[外電] Team Previews: Portland Trail Blazers
For talented Blazers, the next step will be the hardest yet
Wow. That was some ascension last season.
The Blazers went from 41 victories to 54 and tied for the second-best record
in the West. Brandon Roy was an All-Star again and finished 10th in the
league scoring. Despite Martell Webster missing all but five minutes of last
season, Portland became the first team to win 50 games with four rookies
playing at least 50 games.
Finally, they did all this with the second-youngest roster in the league on
opening night and while staring into the glare of expectations as a team that
was supposed break through.
But this just in: Yawn.
Going from .500 to playoff-good is a nice accomplishment and right on
schedule in Portland.

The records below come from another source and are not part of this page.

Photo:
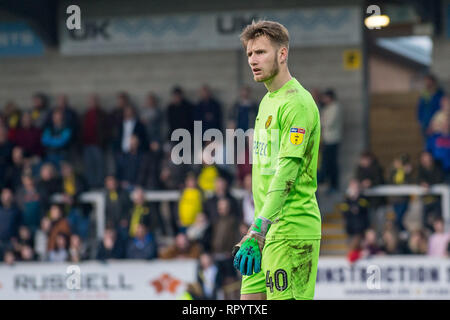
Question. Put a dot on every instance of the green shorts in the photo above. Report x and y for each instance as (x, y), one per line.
(288, 270)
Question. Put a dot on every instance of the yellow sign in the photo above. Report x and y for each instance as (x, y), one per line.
(352, 59)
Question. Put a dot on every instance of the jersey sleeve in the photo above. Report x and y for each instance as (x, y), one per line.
(297, 121)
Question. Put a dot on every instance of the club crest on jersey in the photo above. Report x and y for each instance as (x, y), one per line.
(268, 121)
(297, 135)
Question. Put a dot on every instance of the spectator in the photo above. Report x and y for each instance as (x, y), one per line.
(332, 123)
(116, 115)
(150, 168)
(60, 252)
(73, 186)
(69, 116)
(429, 173)
(417, 243)
(94, 137)
(142, 245)
(48, 184)
(130, 126)
(390, 243)
(401, 173)
(77, 249)
(110, 247)
(39, 110)
(370, 244)
(244, 110)
(30, 203)
(221, 191)
(27, 136)
(5, 155)
(200, 231)
(355, 210)
(9, 258)
(182, 248)
(180, 113)
(117, 202)
(129, 164)
(57, 138)
(208, 110)
(439, 240)
(59, 225)
(248, 205)
(152, 119)
(209, 277)
(41, 239)
(10, 218)
(140, 213)
(14, 172)
(428, 103)
(12, 115)
(190, 204)
(369, 173)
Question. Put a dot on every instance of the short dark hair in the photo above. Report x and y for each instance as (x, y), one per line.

But it's nothing compared to the summit the Trail
Blazers face in trying to go from the first-round team to championship
contention, the seemingly short push from 54 wins to the neighborhood of 60
actually being a greater challenge than the 41 to 54.
"Or getting back to 54," coach Nate McMillan said.

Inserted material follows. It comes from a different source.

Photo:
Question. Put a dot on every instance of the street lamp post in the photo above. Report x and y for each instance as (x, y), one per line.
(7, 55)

The Blazers are targets now, not part of the chase pack, and the 13-game
improvement came with good health, minus only the Webster foot injury and
Greg Oden missing 21 games. It was with the symmetry of several players
posting career years at once.
On the other hand, they won't be the baby Blazers anymore. Not with the
benefit of playoff experience, and the so-called career years were only
through the moment, not the ceiling for Roy, LaMarcus Aldridge, Oden, et al.
Every indication is that 2008-09 was more coming attraction than maxing out.
"That's our challenge now -- going from a pretty good team to a very good
team," Roy said. "You have those elite teams like the Lakers and Boston,
Cleveland and the Spurs, and we want to get to that level. And that's tough.
Those teams are there because of years of experience, which we don't have.
But we feel like we have the personnel to hopefully continue to take those
steps to become a very good team."
The worries are whether McMillan can find enough playing time to keep a deep
roster happy, whether Oden can stay healthy in his second season, and whether
the defense can become the force necessary to win in the Playoffs. Within the
Blazers, the push is for more consistency on defense.
The encouragement: everything else.
Not only should Portland be better because Oden, Nicolas Batum, Jerryd
Bayless and Rudy Fernandez are past the rookie learning curve, but the
Blazers addressed their biggest need by adding the court sense of point guard
Andre Miller via free agency.
So much for that deflating summer of losing out on Hedo Turkoglu and Paul
Millsap.
"I look at this as Phase 2 of me coming to Portland," McMillan said during
the preseason of his fifth campaign with the Trail Blazers. "We wanted to
develop and transform this team and build it through the draft and build it
through free agency, and we knew that we needed to be patient. We wanted to
bring the respect, the pride back to Portland throughout the league and win
ballgames.
"We've done all that and we've gotten to the playoffs. Now for us, we're
still young, but we're not going through that developing phase. We are trying
to take that next step to be a consistent winner, to win our division, to go
deeper into the playoffs and eventually win a championship. So, yeah, this is
a difficult step. You've had some success. And now to maintain it and
continue to be one of the top teams in the West, it's tough to do it every
year."
Such is the encouraging life as a Blazer that even one of the potential
looming problems -- the challenge of distributing minutes on a team at least
two-deep at most every position -- is one of the reasons they are still
moving forward despite the big jump of 2008-09. McMillan was into exhibition
play and saying he was still unsure about starters at three positions: Miller
vs. Steve Blake at point guard, Webster vs. Batum vs. Fernandez at small
forward and Oden vs. Joel Przybilla at center. Fifty-four wins, and 60
percent of the opening lineup could turn over. Or, the coach plainly stated,
Miller may have been the key offseason acquisition, but he may also be a
reserve.
It's all part of moving forward. All part of a season when improving by six
or seven games could be harder than improving by 13 games before.